The project has received a CHF 100,000 grant from the Swiss National Science Foundation’s (SNSF) Spark program, which supports the development of new scientific ideas and methods that “show unconventional thinking and introduce a unique approach”. Eleni Stavropoulou has 12 months to demonstrate the feasibility of her method.
If Eleni Stavropoulou’s experiments go to plan, her findings could support the research that’s being conducted on CO2 storage and rock reservoirs at the Mont-Terri Rock Laboratory, based in the Jura Mountains.

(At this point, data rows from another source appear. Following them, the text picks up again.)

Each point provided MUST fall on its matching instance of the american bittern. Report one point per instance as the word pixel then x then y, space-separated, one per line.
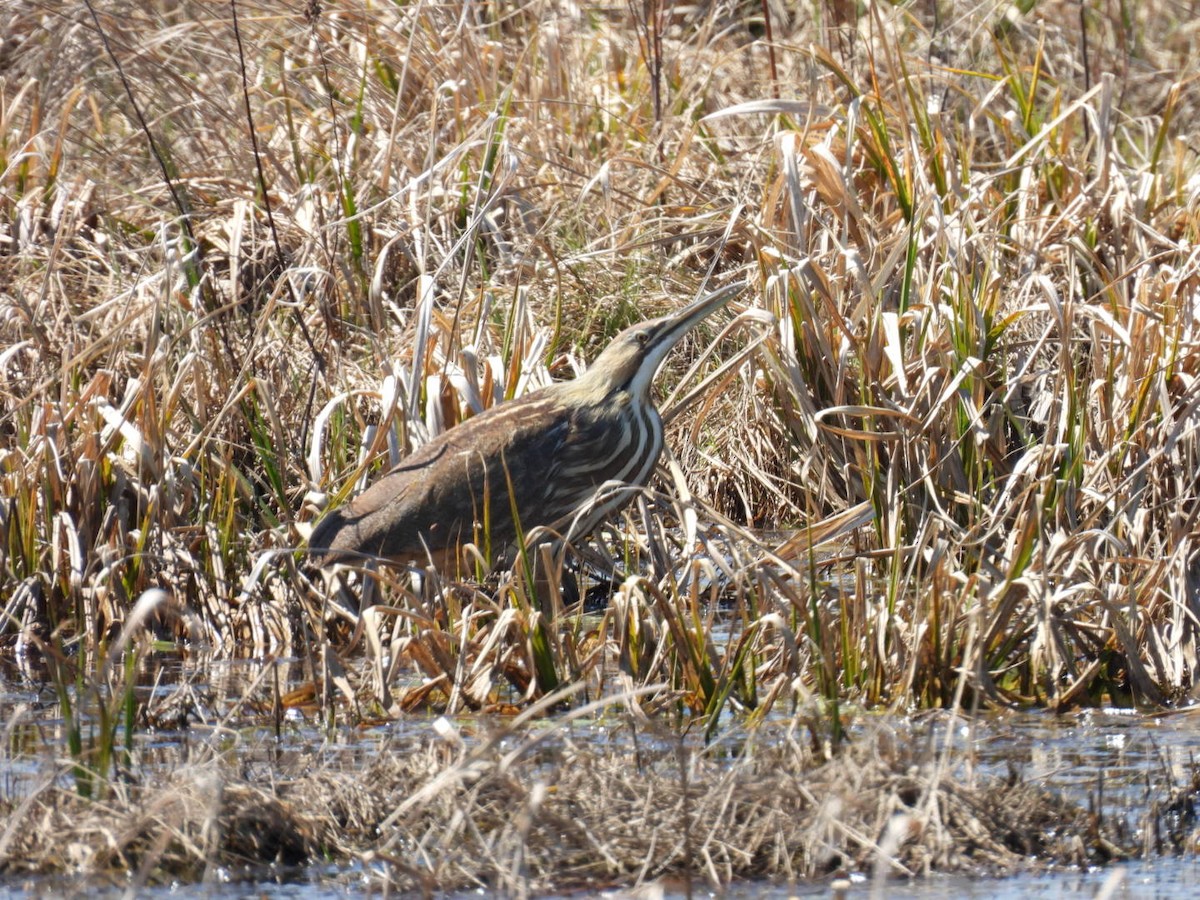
pixel 551 459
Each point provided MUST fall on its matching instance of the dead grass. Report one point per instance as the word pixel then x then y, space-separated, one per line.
pixel 963 390
pixel 521 811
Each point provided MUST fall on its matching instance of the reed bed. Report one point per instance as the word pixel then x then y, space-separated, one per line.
pixel 942 454
pixel 521 813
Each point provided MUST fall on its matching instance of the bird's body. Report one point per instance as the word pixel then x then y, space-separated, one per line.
pixel 562 457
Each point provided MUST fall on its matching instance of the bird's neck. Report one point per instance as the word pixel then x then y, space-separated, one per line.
pixel 594 391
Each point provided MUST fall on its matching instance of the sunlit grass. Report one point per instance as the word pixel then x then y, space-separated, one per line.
pixel 960 394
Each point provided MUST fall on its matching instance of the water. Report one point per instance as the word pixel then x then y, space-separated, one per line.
pixel 1115 760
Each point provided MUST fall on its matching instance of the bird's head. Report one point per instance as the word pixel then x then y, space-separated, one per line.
pixel 633 359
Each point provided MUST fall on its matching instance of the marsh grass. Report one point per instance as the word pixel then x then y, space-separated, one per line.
pixel 245 269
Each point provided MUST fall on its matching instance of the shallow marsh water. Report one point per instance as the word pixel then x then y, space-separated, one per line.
pixel 1113 759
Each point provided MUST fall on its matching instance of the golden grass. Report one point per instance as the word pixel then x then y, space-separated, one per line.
pixel 600 803
pixel 234 282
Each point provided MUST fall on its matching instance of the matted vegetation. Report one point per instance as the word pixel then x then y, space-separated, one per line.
pixel 252 252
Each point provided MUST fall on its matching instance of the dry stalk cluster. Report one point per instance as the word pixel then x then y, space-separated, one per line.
pixel 249 259
pixel 522 810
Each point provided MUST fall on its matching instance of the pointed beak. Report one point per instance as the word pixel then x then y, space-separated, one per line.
pixel 677 324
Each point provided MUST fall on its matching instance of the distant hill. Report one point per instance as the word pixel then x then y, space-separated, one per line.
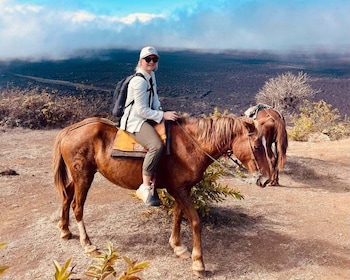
pixel 192 82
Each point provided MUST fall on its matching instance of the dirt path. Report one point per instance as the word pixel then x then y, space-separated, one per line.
pixel 300 230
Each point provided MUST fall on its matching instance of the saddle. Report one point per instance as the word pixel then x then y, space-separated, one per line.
pixel 126 146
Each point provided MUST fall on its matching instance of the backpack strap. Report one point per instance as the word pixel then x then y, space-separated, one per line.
pixel 138 74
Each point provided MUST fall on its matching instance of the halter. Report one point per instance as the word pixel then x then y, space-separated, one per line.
pixel 228 153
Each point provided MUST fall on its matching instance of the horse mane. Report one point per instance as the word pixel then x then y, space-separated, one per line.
pixel 218 130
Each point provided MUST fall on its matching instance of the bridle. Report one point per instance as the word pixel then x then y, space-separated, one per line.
pixel 227 153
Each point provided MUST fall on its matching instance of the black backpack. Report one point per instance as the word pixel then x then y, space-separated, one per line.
pixel 120 94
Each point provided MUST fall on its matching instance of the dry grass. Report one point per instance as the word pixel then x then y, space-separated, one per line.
pixel 296 231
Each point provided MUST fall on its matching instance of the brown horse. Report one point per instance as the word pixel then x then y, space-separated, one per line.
pixel 85 148
pixel 275 133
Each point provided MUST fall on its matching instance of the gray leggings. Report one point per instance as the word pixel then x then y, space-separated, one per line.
pixel 149 138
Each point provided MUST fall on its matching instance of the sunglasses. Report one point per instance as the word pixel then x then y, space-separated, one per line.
pixel 148 59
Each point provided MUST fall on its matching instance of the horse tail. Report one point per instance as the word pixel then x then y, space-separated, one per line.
pixel 59 166
pixel 281 141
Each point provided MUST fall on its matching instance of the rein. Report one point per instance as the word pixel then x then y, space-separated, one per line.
pixel 228 153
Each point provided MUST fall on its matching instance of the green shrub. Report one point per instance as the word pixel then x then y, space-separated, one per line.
pixel 318 117
pixel 206 192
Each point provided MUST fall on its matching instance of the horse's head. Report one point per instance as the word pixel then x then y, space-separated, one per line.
pixel 250 149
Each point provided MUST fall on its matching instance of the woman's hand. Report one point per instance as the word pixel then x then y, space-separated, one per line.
pixel 170 116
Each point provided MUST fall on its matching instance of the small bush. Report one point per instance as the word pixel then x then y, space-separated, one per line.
pixel 318 117
pixel 206 192
pixel 286 92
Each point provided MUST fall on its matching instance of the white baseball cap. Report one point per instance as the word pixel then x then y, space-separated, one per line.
pixel 146 51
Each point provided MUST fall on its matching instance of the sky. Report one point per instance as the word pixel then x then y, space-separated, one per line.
pixel 59 29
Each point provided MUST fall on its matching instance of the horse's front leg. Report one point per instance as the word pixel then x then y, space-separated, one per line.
pixel 186 205
pixel 180 250
pixel 63 224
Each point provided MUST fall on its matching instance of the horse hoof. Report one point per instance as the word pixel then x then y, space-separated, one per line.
pixel 198 267
pixel 90 249
pixel 66 235
pixel 200 273
pixel 182 252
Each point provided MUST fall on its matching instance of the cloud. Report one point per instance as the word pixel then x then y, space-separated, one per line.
pixel 32 31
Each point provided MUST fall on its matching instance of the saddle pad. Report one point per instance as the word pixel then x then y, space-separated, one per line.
pixel 126 146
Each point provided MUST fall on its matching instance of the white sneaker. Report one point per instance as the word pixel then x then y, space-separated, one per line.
pixel 148 195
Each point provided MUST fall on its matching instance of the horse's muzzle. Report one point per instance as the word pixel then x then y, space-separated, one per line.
pixel 262 181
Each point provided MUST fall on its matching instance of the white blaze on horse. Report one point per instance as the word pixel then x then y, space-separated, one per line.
pixel 84 148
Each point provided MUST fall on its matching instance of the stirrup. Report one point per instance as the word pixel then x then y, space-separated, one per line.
pixel 153 198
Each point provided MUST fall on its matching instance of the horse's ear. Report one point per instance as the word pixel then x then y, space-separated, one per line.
pixel 264 120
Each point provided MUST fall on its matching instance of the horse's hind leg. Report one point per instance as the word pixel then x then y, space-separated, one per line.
pixel 186 205
pixel 82 187
pixel 63 224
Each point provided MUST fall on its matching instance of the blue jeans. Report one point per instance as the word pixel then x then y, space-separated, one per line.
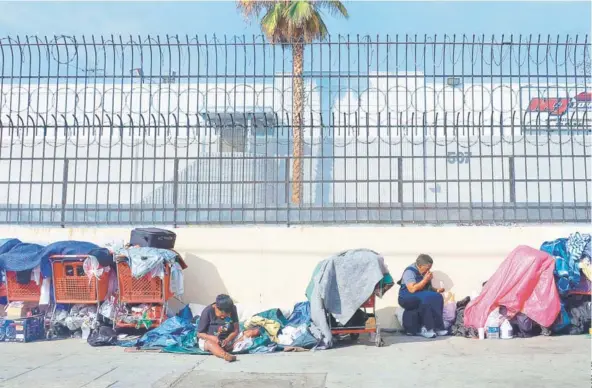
pixel 429 304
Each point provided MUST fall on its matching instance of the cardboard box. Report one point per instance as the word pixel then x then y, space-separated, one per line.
pixel 23 329
pixel 20 309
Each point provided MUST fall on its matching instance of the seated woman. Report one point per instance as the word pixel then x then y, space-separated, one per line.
pixel 417 295
pixel 218 328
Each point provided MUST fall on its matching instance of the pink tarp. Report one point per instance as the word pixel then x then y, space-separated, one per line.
pixel 524 283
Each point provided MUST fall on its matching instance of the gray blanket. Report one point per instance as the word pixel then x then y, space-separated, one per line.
pixel 341 284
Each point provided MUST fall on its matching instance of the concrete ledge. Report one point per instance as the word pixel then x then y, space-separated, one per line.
pixel 272 265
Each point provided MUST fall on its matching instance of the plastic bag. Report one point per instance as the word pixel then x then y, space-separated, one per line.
pixel 506 331
pixel 103 336
pixel 449 314
pixel 185 313
pixel 107 309
pixel 91 268
pixel 176 286
pixel 45 292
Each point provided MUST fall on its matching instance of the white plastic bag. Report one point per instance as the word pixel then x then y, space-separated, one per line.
pixel 494 319
pixel 176 286
pixel 45 291
pixel 506 331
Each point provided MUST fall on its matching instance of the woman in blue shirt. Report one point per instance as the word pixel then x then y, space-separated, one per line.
pixel 418 295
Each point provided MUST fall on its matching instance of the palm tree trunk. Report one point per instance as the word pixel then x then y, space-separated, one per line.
pixel 297 113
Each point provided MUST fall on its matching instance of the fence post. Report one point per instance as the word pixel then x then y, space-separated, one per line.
pixel 287 190
pixel 512 179
pixel 400 181
pixel 64 193
pixel 175 190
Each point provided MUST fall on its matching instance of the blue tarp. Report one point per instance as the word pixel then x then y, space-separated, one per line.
pixel 63 248
pixel 178 335
pixel 567 253
pixel 23 256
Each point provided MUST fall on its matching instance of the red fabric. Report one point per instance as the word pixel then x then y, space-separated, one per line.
pixel 524 283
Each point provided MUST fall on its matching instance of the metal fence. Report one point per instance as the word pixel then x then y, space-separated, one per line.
pixel 400 130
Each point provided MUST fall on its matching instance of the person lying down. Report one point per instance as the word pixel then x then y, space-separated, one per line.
pixel 218 330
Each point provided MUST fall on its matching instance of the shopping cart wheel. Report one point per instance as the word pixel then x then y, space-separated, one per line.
pixel 378 340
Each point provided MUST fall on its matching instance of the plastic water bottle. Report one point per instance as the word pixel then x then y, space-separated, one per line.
pixel 506 331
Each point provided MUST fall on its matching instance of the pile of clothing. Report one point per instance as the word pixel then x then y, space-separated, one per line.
pixel 74 320
pixel 148 261
pixel 573 276
pixel 276 333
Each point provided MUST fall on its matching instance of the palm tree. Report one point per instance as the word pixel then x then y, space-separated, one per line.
pixel 294 23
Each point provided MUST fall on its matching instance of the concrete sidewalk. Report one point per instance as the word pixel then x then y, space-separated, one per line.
pixel 404 362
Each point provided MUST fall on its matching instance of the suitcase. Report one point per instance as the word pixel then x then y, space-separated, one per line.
pixel 153 237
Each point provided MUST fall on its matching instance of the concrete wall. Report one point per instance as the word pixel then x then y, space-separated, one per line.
pixel 271 266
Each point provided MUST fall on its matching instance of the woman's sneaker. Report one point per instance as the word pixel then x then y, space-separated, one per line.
pixel 427 333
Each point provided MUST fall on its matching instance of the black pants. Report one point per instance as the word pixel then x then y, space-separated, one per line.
pixel 428 305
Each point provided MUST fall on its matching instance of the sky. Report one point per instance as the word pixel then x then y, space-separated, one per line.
pixel 367 17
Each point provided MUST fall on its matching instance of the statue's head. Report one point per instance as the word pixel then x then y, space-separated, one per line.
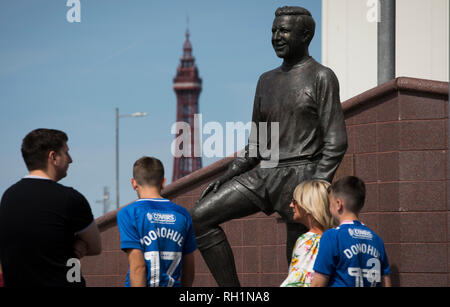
pixel 292 31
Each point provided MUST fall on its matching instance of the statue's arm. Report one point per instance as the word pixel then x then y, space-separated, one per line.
pixel 332 124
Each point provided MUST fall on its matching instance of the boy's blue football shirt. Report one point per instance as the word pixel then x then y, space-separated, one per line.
pixel 163 232
pixel 352 255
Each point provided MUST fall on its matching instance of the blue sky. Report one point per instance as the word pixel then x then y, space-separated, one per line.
pixel 71 76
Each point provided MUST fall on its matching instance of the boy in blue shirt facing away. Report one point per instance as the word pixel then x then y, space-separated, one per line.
pixel 156 234
pixel 351 255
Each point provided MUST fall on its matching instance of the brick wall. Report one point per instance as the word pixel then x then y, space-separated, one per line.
pixel 398 144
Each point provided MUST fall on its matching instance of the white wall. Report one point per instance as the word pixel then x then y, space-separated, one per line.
pixel 349 42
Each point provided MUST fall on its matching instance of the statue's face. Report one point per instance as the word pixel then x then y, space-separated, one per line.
pixel 287 36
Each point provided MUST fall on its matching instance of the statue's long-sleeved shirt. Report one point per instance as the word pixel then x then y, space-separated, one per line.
pixel 304 101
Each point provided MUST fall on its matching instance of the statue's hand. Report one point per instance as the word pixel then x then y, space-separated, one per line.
pixel 213 186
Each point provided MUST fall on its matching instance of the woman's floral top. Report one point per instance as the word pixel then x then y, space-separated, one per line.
pixel 302 263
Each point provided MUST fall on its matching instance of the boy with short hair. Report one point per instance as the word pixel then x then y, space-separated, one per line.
pixel 156 234
pixel 351 255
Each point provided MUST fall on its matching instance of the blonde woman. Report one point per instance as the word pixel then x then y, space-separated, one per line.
pixel 311 208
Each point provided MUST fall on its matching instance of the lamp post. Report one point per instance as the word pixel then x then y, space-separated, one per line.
pixel 137 114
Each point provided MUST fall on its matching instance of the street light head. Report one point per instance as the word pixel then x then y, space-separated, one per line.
pixel 139 114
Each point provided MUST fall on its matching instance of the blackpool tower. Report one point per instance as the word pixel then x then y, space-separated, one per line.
pixel 187 86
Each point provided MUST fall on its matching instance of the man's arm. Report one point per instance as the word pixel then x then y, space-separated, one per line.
pixel 320 280
pixel 89 242
pixel 138 270
pixel 188 270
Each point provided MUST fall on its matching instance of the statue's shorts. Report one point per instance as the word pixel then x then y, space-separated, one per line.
pixel 271 189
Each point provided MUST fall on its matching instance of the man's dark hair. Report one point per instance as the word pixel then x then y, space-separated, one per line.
pixel 304 18
pixel 352 190
pixel 37 145
pixel 148 171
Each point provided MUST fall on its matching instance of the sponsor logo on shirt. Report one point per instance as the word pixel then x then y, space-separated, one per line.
pixel 356 233
pixel 161 218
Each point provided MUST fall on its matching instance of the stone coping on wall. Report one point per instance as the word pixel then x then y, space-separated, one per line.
pixel 401 84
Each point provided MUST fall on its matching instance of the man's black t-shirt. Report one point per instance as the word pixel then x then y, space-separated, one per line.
pixel 39 220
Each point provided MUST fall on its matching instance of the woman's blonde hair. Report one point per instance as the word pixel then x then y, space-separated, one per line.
pixel 312 196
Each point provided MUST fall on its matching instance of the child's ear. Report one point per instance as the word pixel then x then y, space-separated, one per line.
pixel 340 205
pixel 133 184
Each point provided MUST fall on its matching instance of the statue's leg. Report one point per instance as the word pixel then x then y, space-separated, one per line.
pixel 216 208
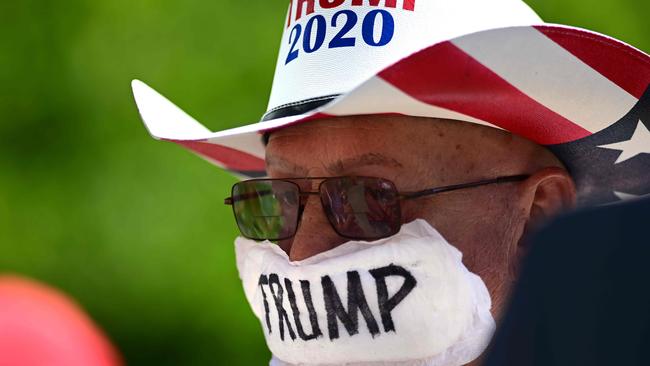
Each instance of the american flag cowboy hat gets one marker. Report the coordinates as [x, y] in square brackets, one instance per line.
[583, 95]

The aim of SNF's Spark is to fund the rapid testing or development of new scientific approaches, methods, theories, standards, ideas for application, etc. It is designed for projects that show unconventional thinking and introduce a unique approach. The focus is on promising ideas of high originality, with minimal reliance on preliminary data. Taking risks is very welcome, but not a requirement in itself. The focus is on projects or ideas that are unlikely to be funded under other funding schemes.
The proposals are evaluated in a double-blind reviewing process (i.e. the identity of the applicant will not be disclosed to the evaluators). In this way, the SNSF aims to ensure that the evaluation will focus on the project idea.